Third, revel in failure.  Netflix takes this to an extreme with Chaos Monkey, which introduces failures in running systems.  Another approach is to build scaffolding into applications so operations fail randomly.  We use that technique (among others) to test clusters.  In deployed database clusters I like to check regularly that any node can become the master and that you can recover any failed node.  However, this is just the beginning.  There are many, many ways that things can fail.  It is better to provoke the problems yourself than have them occur for the first time when something bad happens in Amazon.  

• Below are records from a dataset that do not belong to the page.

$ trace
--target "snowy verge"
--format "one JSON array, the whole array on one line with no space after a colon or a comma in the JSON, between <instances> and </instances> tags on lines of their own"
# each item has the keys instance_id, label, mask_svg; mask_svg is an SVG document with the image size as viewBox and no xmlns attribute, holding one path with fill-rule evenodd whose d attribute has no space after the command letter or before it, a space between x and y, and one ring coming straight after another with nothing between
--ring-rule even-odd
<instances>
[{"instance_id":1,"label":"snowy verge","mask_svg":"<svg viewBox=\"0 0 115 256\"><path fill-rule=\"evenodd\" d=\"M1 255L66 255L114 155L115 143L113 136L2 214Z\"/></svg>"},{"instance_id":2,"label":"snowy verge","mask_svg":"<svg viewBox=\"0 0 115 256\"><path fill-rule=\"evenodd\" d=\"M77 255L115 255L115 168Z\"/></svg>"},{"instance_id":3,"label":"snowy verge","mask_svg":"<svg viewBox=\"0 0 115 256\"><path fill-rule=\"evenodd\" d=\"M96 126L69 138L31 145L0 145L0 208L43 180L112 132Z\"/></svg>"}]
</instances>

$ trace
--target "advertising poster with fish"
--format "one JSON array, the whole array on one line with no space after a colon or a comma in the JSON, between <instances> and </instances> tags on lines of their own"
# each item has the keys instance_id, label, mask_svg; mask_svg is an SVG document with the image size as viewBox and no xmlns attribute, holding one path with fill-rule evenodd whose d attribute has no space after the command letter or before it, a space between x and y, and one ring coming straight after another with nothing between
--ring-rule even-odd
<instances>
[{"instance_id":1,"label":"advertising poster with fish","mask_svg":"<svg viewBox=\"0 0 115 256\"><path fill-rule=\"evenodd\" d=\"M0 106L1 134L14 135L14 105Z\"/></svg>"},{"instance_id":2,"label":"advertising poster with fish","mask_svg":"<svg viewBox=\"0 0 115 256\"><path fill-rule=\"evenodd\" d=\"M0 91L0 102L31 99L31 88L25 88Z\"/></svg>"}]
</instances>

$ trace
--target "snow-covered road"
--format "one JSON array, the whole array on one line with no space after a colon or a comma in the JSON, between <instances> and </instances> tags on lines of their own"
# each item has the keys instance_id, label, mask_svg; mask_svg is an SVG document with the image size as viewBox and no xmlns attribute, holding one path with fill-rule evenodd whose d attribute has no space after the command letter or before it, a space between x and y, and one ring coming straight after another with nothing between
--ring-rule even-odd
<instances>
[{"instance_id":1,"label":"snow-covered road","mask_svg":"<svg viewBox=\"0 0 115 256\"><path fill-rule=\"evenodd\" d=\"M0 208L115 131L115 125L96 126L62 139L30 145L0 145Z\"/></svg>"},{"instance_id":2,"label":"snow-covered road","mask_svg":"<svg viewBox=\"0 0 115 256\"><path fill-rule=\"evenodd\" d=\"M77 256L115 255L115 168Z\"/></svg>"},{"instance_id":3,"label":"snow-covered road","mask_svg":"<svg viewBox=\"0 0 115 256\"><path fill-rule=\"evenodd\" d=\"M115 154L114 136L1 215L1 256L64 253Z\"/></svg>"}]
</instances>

There is nothing new about these suggestions.  That said, the Netflix approach exposes the difference between cloud operation and traditional enterprise computing.  If you play the game applications will stay up 24x7 in this rougher landscape and you can tap into the flexible cost structure and rapid scaling of Amazon.  The shift feels similar to using database transactions or eliminating GOTO statements--just something we all need to do in order to build better systems.  There are big benefits to running in the cloud but you really need to step up your game to get them.  


Brian Moon said...

Actually, this is not an Amazon thing. If you went inside any reliable server infrastructure you would find the same thing. We don't use AWS, but we replicate data two different geographic locations. Everything is a cluster with load balancing. We queue and cache 3rd party services to ensure up time. This is not new. AWS did not cause this to be needed. This has always been needed if you want to stay up. We learned this in 2000. I fear we are failing the new generation since so many people are still learning this.

Robert Hodges said...

@Brian, that's my point. Anyone operating at scale has seen these issues already and dealt with them or suffered for it. However, Amazon is flakey by design so even small businesses cannot evade building in availability. You can't push it off onto the ops team any more.